Stop subsidies to the fossil industry
Stop subsidies to the fossil industry
Every minute the fossil industry receives €14,000 in state support. That’s €7.6 billion per year. Almost half of this sum results from the exemption of air transport and shipping from energy taxes. At the same time, the energy transition in the Netherlands is going far too slowly. The Netherlands has never before emitted more CO2 than it did in 2016. The share of the market held by sustainable energy is scarcely growing. We must make the polluters pay instead of giving them huge subsidies. The money freed up could be invested in energy conservation and the transition to sustainable energy, affordable for all. Education and science can and must play a crucial role in this transition.
By Sandra Beckerman and Frank Futselaar
Close links continue to bind science and the fossil industry. This results in excesses in which science becomes biased in favour of fossil interests. Only last week a complaint was lodged regarding the integrity of a professor at Rotterdam’s Erasmus University who had failed to mention that a piece of research with which he was involved was funded by Shell. The research’s conclusions were extremely favourable to the company.
There is still a great deal more scientific research into fossil energy than into sustainable solutions. Recent years have seen the government, together with industry, investing primarily in short-term research projects. Their thinking seemed logical: corporations know what’s needed and innovation can be put quickly into practice through cooperation. In practice things turned out differently. In July the Minister for Economic Affairs concluded that “hardly any groundbreaking innovations have been achieved.” A study conducted by professor of innovation and economics Marianna Mazzucato confirms this. Major breakthroughs seldom come from the sort of short-term studies involving corporations in which the Netherlands currently invests, but from protracted, publicly-funded research.
The fossil industry also has links to junior- and middle-school education. Shell is currently organising the Generation Discover Festival, a technology event for young people which has provoked a great deal of protest. Shell’s lesson packages give an extremely rosy view of the fossil industry. Despite the fact that 100,000 people have suffered some form of damage or injury as a result of drilling for gas and the related earthquakes in Groningen, Shell’s claim to school students is that only slight tremors can be provoked.
The Netherlands Organisation for applied scientific research (TNO) has predicted that between now and 2030 50,000 jobs will be created by the transition to renewable energy, far more than will be lost in the fossil industries. These jobs will be at all levels, with the innovative company McKinsey calculating that 45.000 jobs will come from installation alone, which would be great. These jobs will not be created, however, if the energy transition isn’t speeded up, and unless we invest now in good education, including technical education, there won’t be anyone to fill them.
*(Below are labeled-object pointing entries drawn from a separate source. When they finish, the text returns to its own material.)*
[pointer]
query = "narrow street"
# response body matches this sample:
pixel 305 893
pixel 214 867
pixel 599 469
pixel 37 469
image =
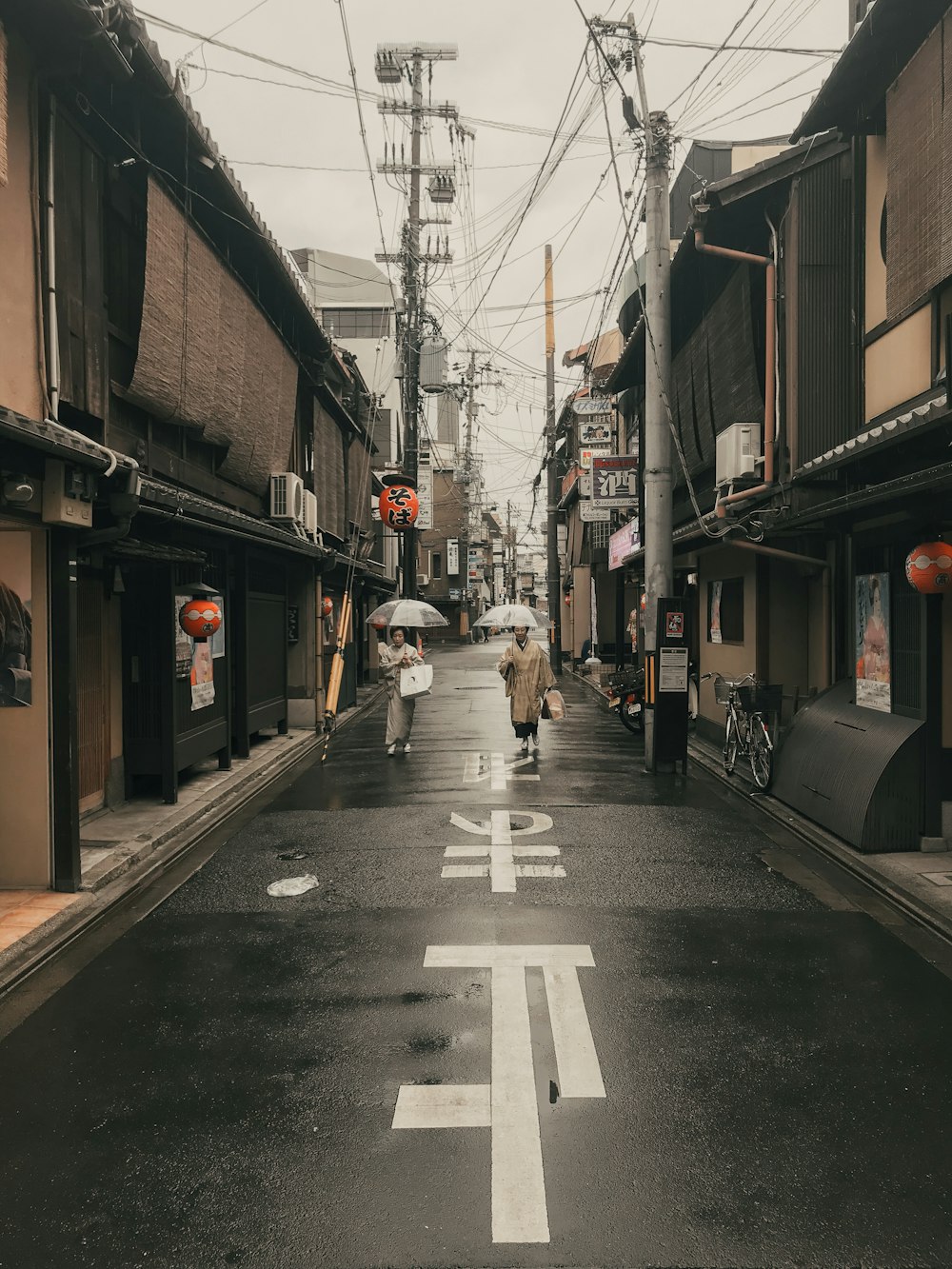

The Netherlands is lagging behind in the energy transition, so far behind our neighbours in fact that we have come to be known as the dirty man of Europe. We must speed up. The close links between education and science on the one hand and the fossil industry on the other must be cut. The billions paid in subsidies to the fossil industry must be ended. Potentially, many jobs can be created, which is why we need to invest in good technical education from junior school onwards, at all levels. The vocational paths VMBO and MBO currently receive far too little attention. Moreover, strong investment in long-term fundamental and independent scientific research is needed. This is the kind of research that leads most often to breakthroughs.
In the opinion of the Socialist Party, with its lesson package Shell is giving a false, rosy picture of the fossil industry.